Quizás en el sector residencial sean necesarios otros plazos para usos como el Agua Caliente Sanitaria (ACS) y la calefacción, en cualquier caso, con un horizonte de desaparición para 2030 o antes. Son necesarios planes específicos para la sustitución y supresión de las calderas de gas, carbón y derivados del petróleo que elimine su instalación en unos pocos años.

Aparejada a la primera, la siguiente sería congelar la construcción de centrales nucleares y sustituir paulatinamente las centrales nucleares en funcionamiento por potencia en exclusiva procedente de energías renovables.

Para prescindir de estas infraestructuras es paso necesario que los Estados diseñen, potencien o reactiven sus planes de fomento de las energías renovables, teniendo en cuenta las medios y costes actuales según todas las tecnologías disponibles.

En este desarrollo de las renovables, se debe poner en el centro de la planificación el autoconsumo, el balance neto, la generación distribuida y las redes inteligentes (smart grid), incentivando estas cuestiones y modificando el marco regulatorio para que eliminar las trabas al autoconsumo que frenan su desarrollo en muchos países.

Y es que muchas de estas trabas proceden de la presión de los actuales lobbies energéticos que velan por la oscuridad en el sector. De ahí que sean necesarias auditorías claras de los costes energéticos que sean la base para cambiar el actual sistema de conformación de precios de la energía por otro nuevo e independiente que asegure la democratización de la energía, el derecho al autoconsumo renovable y la incorporación de criterios sostenibles y no siempre únicamente de carácter económico.

Relacionado con el reciente anuncio del Banco Mundial y su negativa a financiar nuevos proyectos basados en combustibles fósiles, es necesario potenciar únicamente inversiones donde intervengan energías renovables y la eficiencia energética, y no incidir en la proliferación de actividades e infraestructuras relacionadas con fuentes no renovables.

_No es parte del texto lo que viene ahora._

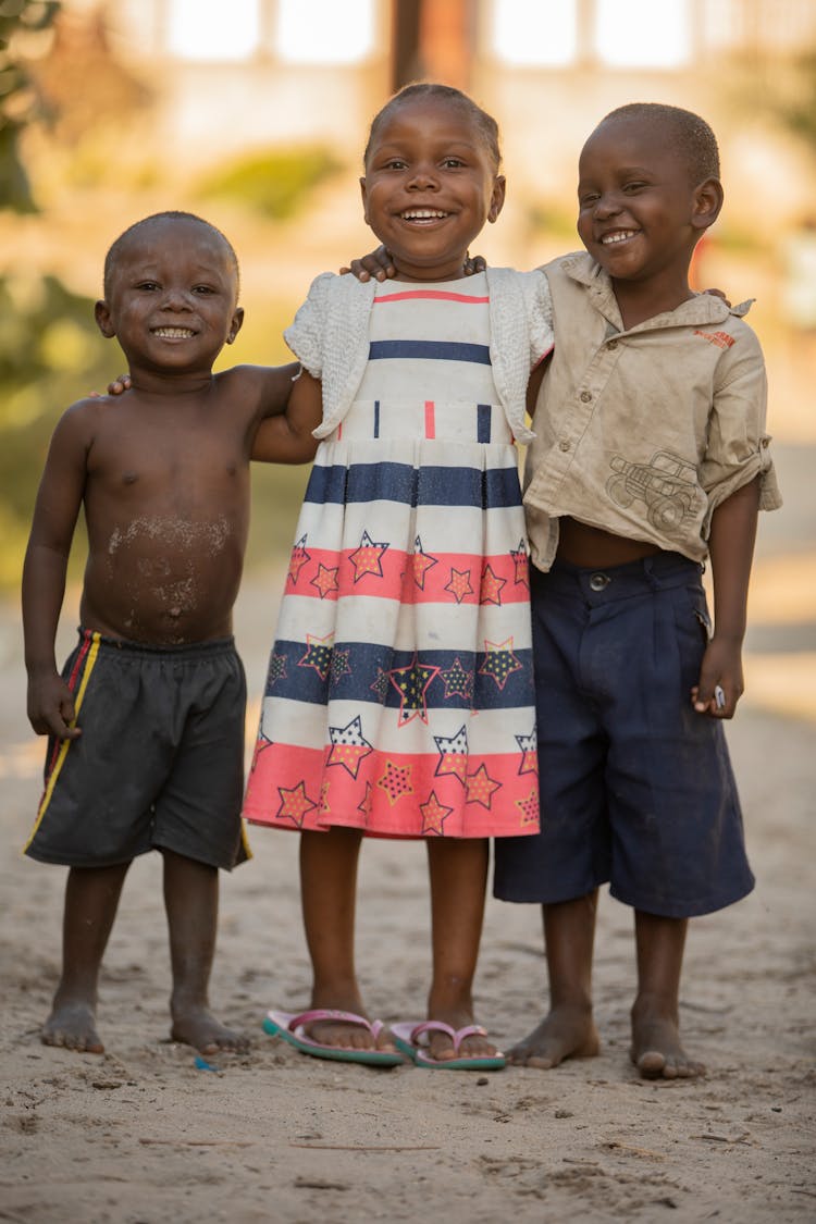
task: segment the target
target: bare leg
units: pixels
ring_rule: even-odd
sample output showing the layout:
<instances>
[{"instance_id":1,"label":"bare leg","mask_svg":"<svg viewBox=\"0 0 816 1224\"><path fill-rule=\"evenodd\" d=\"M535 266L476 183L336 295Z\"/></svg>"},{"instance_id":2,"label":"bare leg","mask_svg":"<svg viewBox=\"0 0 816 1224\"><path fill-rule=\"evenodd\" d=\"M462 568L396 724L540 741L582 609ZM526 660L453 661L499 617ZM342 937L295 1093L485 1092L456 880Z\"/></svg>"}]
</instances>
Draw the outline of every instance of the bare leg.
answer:
<instances>
[{"instance_id":1,"label":"bare leg","mask_svg":"<svg viewBox=\"0 0 816 1224\"><path fill-rule=\"evenodd\" d=\"M164 908L170 933L172 995L170 1036L202 1054L246 1050L246 1037L215 1020L209 1010L209 974L218 924L218 868L172 851L164 856Z\"/></svg>"},{"instance_id":2,"label":"bare leg","mask_svg":"<svg viewBox=\"0 0 816 1224\"><path fill-rule=\"evenodd\" d=\"M569 1058L598 1053L592 1018L592 951L597 890L586 897L543 906L549 976L549 1012L508 1054L516 1066L549 1071Z\"/></svg>"},{"instance_id":3,"label":"bare leg","mask_svg":"<svg viewBox=\"0 0 816 1224\"><path fill-rule=\"evenodd\" d=\"M428 838L433 978L428 1020L453 1028L473 1023L473 978L484 918L488 842L483 837ZM431 1034L434 1059L454 1058L450 1038ZM492 1055L495 1047L483 1037L466 1037L462 1054Z\"/></svg>"},{"instance_id":4,"label":"bare leg","mask_svg":"<svg viewBox=\"0 0 816 1224\"><path fill-rule=\"evenodd\" d=\"M65 886L62 976L42 1039L84 1054L103 1054L97 1033L99 967L130 863L72 867Z\"/></svg>"},{"instance_id":5,"label":"bare leg","mask_svg":"<svg viewBox=\"0 0 816 1224\"><path fill-rule=\"evenodd\" d=\"M680 1044L678 996L685 918L635 912L637 998L631 1010L631 1060L646 1080L679 1080L705 1075L702 1062Z\"/></svg>"},{"instance_id":6,"label":"bare leg","mask_svg":"<svg viewBox=\"0 0 816 1224\"><path fill-rule=\"evenodd\" d=\"M306 942L312 961L312 1007L352 1011L366 1016L355 969L355 912L357 862L362 834L333 827L328 832L301 834L301 903ZM316 1021L310 1037L344 1049L395 1049L382 1033L379 1042L360 1024Z\"/></svg>"}]
</instances>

Y es que esta inversión también aparece en forma de subsidios encubiertos que cubren las pérdidas por falta de competitividad de industrias como la del carbón, o los pagos por capacidad de las centrales de gas que sostienen en muchos países a parte de estas instalaciones.

También deberán articularse mecanismos para frenar nuevas prospecciones y exploraciones en busca de nuevos yacimientos de combustibles fósiles, incluidas las poco populares técnicas de fractura hidráulica (fracking).

Una opción que debe ser estudiada y potenciada en cada caso es la de la interconexión entre redes, principalmente eléctricas y gasistas, que puede ser una solución para equilibrar consumo y la potencia instalada entre los territorios conectados.

Esto nos llevaría a recalcular el porcentaje de interconexiones previamente a la ejecución de nuevos proyectos, así como una evaluación ambiental estratégica que considere al menos la opción de la no construcción teniendo en cuenta la huella de carbono asociada a todo el ciclo de vida de las instalaciones.

Pero, además, también es necesario planificar la cantidad máxima de combustibles de origen renovable y la biomasa, de acuerdo con la disponibilidad de materia prima que se produce como consecuencia de las labores de conservación y otras actividades sostenibles, teniendo en cuenta la necesaria restitución de la materia orgánica en suelos.

Y es que los objetivos de reducción de emisiones se deberán alcanzar mediante un cambio de modelo energético que combine el uso de fuentes renovables, un incremento de la eficiencia y una reducción de consumo ambiciosa y real.

Solo nos que añadir que esta tan necesaria transición energética tendrá otros impactos positivos como el que se va a producir en el empleo como consecuencia de la incorporación de trabajadores a estos nuevos campos de actividad.